Frage: Sie haben immer auf allzu harte Kritik an der Mannschaft verzichtet. Wird sich das nun ändern?

Bickel: Ich habe mich öffentlich meistens schützend vor das Team gestellt, doch intern sind die Dinge oft klar angesprochen worden. Jetzt sind die Spieler in der Pflicht, und ich glaube, dass sie dem Druck standhalten werden. Ich habe kein Problem damit, in der Öffentlichkeit auf sie reinzuhauen, nur bringt es derzeit nichts. Die Spieler wissen genau, was sie in Hartberg verbrochen haben. Man muss nicht auf jemanden treten, wenn er am Boden liegt - aber dann, wenn er nicht mehr aufsteht.

Frage: Haben Sie sich nach all den Ereignissen in ihrer knapp zweijährigen Amtszeit bei Rapid jemals die Frage gestellt, warum Sie sich den Job überhaupt antun?

Bickel: Ich habe es bis heute keine Sekunde bereut, bei Rapid zu sein. Aber natürlich hinterfrage ich mich, wieso ich es nicht schaffe, dass zum Beispiel solche Dinge wie Hartberg nicht mehr passieren. Irgendwann muss man sich vielleicht eingestehen, dass man eventuell zu wenig Kraft hat und es nicht hinbringt. Wenn ich zu dieser Erkenntnis komme, bin ich der erste, der die Reißleine zieht.

Frage: Ihr Vertrag läuft im Sommer aus. Wann soll die Entscheidung über eine mögliche Verlängerung fallen?

Bickel: Je schneller, desto besser - für alle Seiten. Bis jetzt war aber noch nicht die Zeit dafür. Ich will auf jeden Fall nicht wo arbeiten, wo ich nicht um Titel spielen kann. Wenn ich es nicht schaffe, Rapid dorthin zu bringen, und ich habe dieses Gefühl, es nicht zu schaffen, auch in zwei, drei Monaten, dann bringt es mir und Rapid nichts, wenn ich bleibe.

Frage: Sie betonen regelmäßig, sich selbst zu hinterfragen und eigene Fehler zu analysieren.
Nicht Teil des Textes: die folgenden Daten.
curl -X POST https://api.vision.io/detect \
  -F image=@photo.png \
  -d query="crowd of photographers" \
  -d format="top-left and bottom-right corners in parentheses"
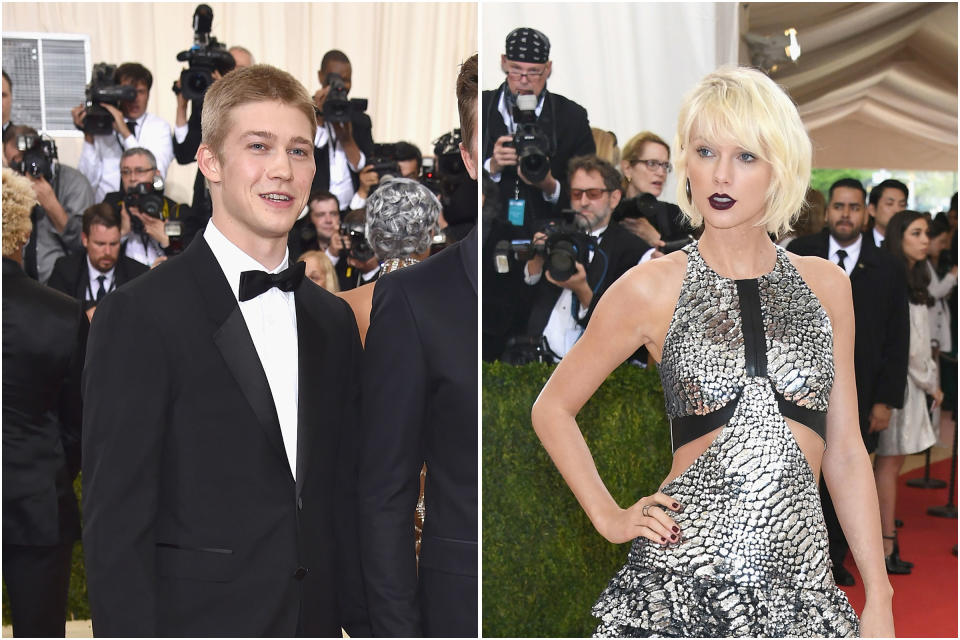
top-left (3, 5), bottom-right (476, 317)
top-left (481, 28), bottom-right (956, 366)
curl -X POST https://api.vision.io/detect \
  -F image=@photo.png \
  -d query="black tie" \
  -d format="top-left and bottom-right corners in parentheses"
top-left (837, 249), bottom-right (847, 271)
top-left (240, 262), bottom-right (307, 302)
top-left (97, 276), bottom-right (107, 302)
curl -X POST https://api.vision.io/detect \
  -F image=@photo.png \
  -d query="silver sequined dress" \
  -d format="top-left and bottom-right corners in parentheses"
top-left (593, 243), bottom-right (859, 637)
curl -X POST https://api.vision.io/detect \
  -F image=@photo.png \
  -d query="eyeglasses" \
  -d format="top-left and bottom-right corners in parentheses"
top-left (507, 69), bottom-right (546, 80)
top-left (120, 167), bottom-right (157, 178)
top-left (633, 160), bottom-right (673, 173)
top-left (570, 189), bottom-right (610, 202)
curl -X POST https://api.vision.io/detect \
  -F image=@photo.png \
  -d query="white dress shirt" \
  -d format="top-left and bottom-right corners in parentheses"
top-left (827, 234), bottom-right (863, 277)
top-left (84, 256), bottom-right (117, 302)
top-left (313, 122), bottom-right (367, 210)
top-left (77, 113), bottom-right (173, 202)
top-left (483, 91), bottom-right (560, 203)
top-left (203, 220), bottom-right (300, 478)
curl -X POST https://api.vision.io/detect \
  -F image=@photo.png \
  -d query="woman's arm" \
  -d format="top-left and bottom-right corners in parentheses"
top-left (807, 258), bottom-right (894, 637)
top-left (531, 258), bottom-right (682, 543)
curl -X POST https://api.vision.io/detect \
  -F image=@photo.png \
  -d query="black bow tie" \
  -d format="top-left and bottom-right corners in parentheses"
top-left (240, 262), bottom-right (307, 302)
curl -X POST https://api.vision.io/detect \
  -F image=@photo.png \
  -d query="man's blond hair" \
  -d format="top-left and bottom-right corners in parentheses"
top-left (200, 64), bottom-right (317, 160)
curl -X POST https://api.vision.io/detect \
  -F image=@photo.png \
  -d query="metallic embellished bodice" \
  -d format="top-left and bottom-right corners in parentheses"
top-left (593, 243), bottom-right (859, 637)
top-left (660, 243), bottom-right (833, 450)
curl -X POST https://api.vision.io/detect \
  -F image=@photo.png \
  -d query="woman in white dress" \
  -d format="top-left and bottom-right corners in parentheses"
top-left (874, 211), bottom-right (943, 573)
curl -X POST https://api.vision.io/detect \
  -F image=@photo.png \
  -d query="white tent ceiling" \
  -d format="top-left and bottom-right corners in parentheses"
top-left (740, 2), bottom-right (957, 171)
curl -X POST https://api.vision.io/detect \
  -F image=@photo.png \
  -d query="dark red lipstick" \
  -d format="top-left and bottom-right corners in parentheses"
top-left (708, 193), bottom-right (737, 211)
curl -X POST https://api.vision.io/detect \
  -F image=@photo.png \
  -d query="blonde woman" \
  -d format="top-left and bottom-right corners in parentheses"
top-left (532, 68), bottom-right (893, 637)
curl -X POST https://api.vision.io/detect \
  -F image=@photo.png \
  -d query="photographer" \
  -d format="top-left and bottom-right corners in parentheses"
top-left (3, 125), bottom-right (94, 284)
top-left (613, 131), bottom-right (693, 255)
top-left (512, 155), bottom-right (650, 360)
top-left (481, 28), bottom-right (596, 360)
top-left (103, 148), bottom-right (191, 267)
top-left (311, 49), bottom-right (373, 211)
top-left (71, 62), bottom-right (173, 202)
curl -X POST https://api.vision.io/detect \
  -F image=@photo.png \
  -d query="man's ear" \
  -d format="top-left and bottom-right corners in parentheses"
top-left (197, 144), bottom-right (223, 184)
top-left (460, 142), bottom-right (477, 180)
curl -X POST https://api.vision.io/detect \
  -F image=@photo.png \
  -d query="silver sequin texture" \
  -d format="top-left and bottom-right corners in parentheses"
top-left (593, 243), bottom-right (860, 637)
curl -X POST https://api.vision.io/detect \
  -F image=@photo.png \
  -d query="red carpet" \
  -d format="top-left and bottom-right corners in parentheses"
top-left (841, 459), bottom-right (957, 638)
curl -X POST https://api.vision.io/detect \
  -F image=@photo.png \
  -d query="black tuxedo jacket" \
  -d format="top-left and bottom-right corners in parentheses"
top-left (527, 221), bottom-right (650, 336)
top-left (788, 230), bottom-right (910, 451)
top-left (47, 251), bottom-right (150, 302)
top-left (483, 84), bottom-right (597, 228)
top-left (359, 231), bottom-right (479, 637)
top-left (311, 111), bottom-right (373, 198)
top-left (3, 258), bottom-right (87, 546)
top-left (83, 236), bottom-right (369, 637)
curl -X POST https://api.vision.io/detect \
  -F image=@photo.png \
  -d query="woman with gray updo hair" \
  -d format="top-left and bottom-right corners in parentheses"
top-left (365, 178), bottom-right (440, 273)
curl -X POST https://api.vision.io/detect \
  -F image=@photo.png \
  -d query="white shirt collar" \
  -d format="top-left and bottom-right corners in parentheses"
top-left (203, 218), bottom-right (290, 300)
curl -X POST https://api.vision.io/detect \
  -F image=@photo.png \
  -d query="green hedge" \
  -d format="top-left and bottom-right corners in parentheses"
top-left (3, 475), bottom-right (90, 625)
top-left (482, 363), bottom-right (671, 637)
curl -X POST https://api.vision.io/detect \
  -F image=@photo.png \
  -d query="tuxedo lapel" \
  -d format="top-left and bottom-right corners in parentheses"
top-left (186, 236), bottom-right (292, 477)
top-left (294, 278), bottom-right (326, 495)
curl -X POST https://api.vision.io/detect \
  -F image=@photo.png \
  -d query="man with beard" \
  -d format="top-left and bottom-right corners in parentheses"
top-left (787, 178), bottom-right (910, 585)
top-left (47, 202), bottom-right (149, 316)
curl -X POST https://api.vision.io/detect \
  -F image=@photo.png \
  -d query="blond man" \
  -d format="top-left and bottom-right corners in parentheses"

War es ein Fehler, im Sommer der Europa League die höchste Priorität einzuräumen?

Wenn sie 'Gogo raus' rufen, sollen sie das machen, es gibt das Recht der freien Meinungsäußerung. Aber sie müssen sich bewusst sein, was sie damit auslösen. Irgendwo wird so ein Feuer entzündet, das sich schnell zu einem Brand ausweitet - und keiner von uns allen arbeitet gut und gerne in einem negativen Umfeld.

Bickel über die Fans

Bickel: Nein, ich stehe nach wie vor dazu und es wurde auch von allen im Verein mitgetragen. Ich habe aber unterschätzt, dass wir in der Meisterschaft - auch wegen Verletzungen - so in Rücklage kommen können. Außerdem habe ich bei Sommer-Transfers zu sehr außer Acht gelassen, dass wir drei Spieler mit kaum Spielpraxis (Anm.: Christoph Knasmüllner, Andrei Ivan, Andrija Pavlovic) geholt haben. Ich bin nach wie von ihnen überzeugt, sie bringen mehr Qualität mit, als sich Rapid eigentlich leisten kann, aber sie hätten Eingewöhnungszeit gebraucht. Und dann muss ich mich fragen: Du hast die richtigen Spieler geholt, aber waren es die richtigen Spieler zum richtigen Zeitpunkt? Vielleicht hätten es mehr Spieler sein sollen, die keine Anlaufzeit benötigen.

Frage: Ist das eine Rechtfertigung dafür, dass bei Ihrem durch das Klub-Logo erkennbaren Auto die Reifen aufgestochen wurden?

Bickel: Natürlich nicht, aber ich weiß nicht einmal, ob das Fans waren und wenn ja, von welchem Verein. Ich mag und will das gar nicht beurteilen. Ich beschönige nichts, doch man muss auch kein Riesendrama daraus machen. Ich hätte es auch nie öffentlich gemacht, es hat mich sogar unglaublich genervt, dass es intern rausgekommen ist.

Frage: Wie bewerten Sie generell die Fan-Thematik bei Rapid?

Bickel: Ich will dieses Thema mit den Ereignissen bei mir nicht in einen Zusammenhang bringen, das wäre nicht fair. Es gibt bei der organisierten Fanszene viele unheimlich gute Dinge, die Dialoge, die ich mit ihnen führe, sind respektvoll und in gutem Ton. Was aber für mich schon zu diskutieren ist, ist die Tatsache, dass sie zuletzt - meiner Meinung nach unbewusst - einen großen Druck im Sinne von großer negativer Energie auf die Mannschaft ausgeübt haben. Wenn sie 'Gogo raus' rufen, sollen sie das machen, es gibt das Recht der freien Meinungsäußerung. Aber sie müssen sich bewusst sein, was sie damit auslösen. Irgendwo wird so ein Feuer entzündet, das sich schnell zu einem Brand ausweitet - und keiner von uns allen arbeitet gut und gerne in einem negativen Umfeld.